Les applaudissements ont fusé dans son camp, tandis qu’à l’extérieur, des indépendantistes venus écouter le discours sur un écran géant s’étreignaient.

Mais il a décidé de laisser « un temps mort » pour des négociations, a expliqué mercredi matin le porte-parole du gouvernement catalan Jordi Turull.

Cette pause, avait expliqué M. Puigdemont, doit permettre « d’entamer un dialogue, sans lequel il est impossible de parvenir à une solution négociée ».

« Le président a dit qu’il suspendait les effets de l’indépendance, de la loi de transition (vers l’indépendance) pour pouvoir nous asseoir, écouter, dialoguer, voir s’il y a un moyen de trouver un accord », a expliqué M. Turull.

« La déclaration d’indépendance doit être faite par le parlement de Catalogne », a-t-il ajouté.

Peu après le discours de Carles Puigdemont, la vice-présidente du gouvernement conservateur, Soraya Saenz de Santamaria, avait dénoncé indignée « le discours de quelqu’un qui ne sait pas où il est, ni où il va, ni où il veut aller ».

Dans son édition de mercredi, le quotidien El Pais, le plus lu du pays, évoque un « piège », estimant que l’exécutif catalan ne cherche à négocier rien d’autre que l’indépendance et a prévu dans l’intervalle de « déstabiliser économiquement et politiquement » l’Espagne.

Le quotidien catalan La Vanguardia préfère insister sur une tentative « d’apaiser la tension ».

La maire de Barcelone, Ada Colau, a salué sur Twitter l’opportunité laissée au « dialogue et (à) la médiation », estimant que « la balle est désormais dans le camp de M. Rajoy ».

Après le Conseil des ministres, le chef du gouvernement a prévu de s’exprimer devant les députés, en fin d’après-midi.

Appels de l’étranger

Hormis la suspension d’autonomie, le gouvernement a plusieurs instruments à sa disposition.

Il a déjà pris le contrôle des finances de la région en septembre.
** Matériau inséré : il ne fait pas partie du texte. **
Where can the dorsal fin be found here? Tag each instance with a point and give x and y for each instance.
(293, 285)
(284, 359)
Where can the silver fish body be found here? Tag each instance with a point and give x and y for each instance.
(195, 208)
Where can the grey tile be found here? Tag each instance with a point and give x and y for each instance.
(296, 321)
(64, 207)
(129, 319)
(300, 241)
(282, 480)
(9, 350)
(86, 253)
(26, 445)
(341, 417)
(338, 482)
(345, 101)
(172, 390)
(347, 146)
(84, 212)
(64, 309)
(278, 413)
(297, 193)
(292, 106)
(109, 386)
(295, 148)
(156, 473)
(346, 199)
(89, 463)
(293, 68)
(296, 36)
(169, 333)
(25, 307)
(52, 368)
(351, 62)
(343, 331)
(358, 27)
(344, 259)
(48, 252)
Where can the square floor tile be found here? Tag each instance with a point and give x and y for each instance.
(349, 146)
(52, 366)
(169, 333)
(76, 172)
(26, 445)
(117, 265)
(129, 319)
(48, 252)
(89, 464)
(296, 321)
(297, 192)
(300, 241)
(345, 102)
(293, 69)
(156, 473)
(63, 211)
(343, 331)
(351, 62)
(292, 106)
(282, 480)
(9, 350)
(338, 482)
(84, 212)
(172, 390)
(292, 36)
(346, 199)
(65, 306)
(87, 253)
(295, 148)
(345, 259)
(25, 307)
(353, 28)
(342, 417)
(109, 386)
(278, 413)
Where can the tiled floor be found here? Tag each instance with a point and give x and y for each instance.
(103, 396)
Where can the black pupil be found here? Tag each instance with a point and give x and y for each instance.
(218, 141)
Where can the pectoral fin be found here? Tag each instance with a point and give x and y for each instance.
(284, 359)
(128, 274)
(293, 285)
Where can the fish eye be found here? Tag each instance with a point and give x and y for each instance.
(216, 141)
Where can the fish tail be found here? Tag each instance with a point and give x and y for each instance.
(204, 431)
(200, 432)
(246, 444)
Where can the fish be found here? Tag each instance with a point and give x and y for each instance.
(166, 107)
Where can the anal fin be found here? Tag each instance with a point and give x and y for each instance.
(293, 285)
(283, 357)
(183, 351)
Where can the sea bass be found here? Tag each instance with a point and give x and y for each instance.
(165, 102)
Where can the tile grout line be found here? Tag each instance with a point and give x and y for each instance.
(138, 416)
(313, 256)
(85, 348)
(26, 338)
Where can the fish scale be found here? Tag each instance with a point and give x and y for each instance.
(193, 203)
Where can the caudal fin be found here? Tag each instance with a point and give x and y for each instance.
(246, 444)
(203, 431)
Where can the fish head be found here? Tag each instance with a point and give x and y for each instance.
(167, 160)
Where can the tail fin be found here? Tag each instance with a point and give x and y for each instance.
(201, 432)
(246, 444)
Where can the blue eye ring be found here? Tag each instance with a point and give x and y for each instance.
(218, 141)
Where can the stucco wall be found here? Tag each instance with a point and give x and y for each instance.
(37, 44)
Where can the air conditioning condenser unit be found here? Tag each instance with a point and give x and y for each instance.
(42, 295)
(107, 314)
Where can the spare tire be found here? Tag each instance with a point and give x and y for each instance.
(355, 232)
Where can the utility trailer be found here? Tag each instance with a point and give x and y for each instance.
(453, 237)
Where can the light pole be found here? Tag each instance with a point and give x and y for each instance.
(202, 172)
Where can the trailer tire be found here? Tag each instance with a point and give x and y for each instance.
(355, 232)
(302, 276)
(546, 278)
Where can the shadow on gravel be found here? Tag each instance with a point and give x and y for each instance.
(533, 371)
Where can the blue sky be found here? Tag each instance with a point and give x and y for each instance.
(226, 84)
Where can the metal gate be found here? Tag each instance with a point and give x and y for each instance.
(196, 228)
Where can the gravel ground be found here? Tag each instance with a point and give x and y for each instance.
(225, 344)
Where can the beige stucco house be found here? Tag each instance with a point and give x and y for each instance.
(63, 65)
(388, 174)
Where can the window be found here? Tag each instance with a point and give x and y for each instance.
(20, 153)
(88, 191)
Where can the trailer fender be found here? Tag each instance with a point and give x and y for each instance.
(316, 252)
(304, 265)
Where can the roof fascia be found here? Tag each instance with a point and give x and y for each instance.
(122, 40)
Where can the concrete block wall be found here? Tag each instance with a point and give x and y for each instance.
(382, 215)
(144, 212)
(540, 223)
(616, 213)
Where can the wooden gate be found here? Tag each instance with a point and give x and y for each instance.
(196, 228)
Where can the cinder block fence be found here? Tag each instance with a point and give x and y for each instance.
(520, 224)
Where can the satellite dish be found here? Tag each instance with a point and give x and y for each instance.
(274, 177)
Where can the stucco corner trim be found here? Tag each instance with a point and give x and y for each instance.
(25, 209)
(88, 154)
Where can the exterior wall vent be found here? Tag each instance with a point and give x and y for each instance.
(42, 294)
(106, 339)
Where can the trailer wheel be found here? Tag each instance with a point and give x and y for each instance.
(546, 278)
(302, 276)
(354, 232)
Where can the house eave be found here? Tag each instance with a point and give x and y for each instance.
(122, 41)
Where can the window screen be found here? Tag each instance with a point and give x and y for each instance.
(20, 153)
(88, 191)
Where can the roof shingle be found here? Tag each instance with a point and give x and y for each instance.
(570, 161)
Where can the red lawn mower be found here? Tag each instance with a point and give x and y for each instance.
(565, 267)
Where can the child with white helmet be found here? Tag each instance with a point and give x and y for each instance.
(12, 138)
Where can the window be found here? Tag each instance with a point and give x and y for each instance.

Et il peut aussi instaurer un état d’urgence allégé lui permettant d’agir par décrets.

Une arrestation de Carles Puigdemont et son entourage dans le cadre d’une enquête judiciaire déjà ouverte pour sédition n’est pas exclue.

Toute mesure drastique risque cependant de provoquer des troubles en Catalogne, région de 7,5 millions d’habitants, soit 16% de la population de l’Espagne, pour 19% du PIB du pays.

Les Catalans, divisés presque à parts égales sur l’indépendance, souhaitent en majorité un référendum en bonne et due forme.

Selon une source du gouvernement régional catalan, juste avant l’ouverture de la séance parlementaire, Carles Puigdemont a reçu un ou des appels de l’étranger qui l’ont amené à repousser son allocution, voire à la modifier.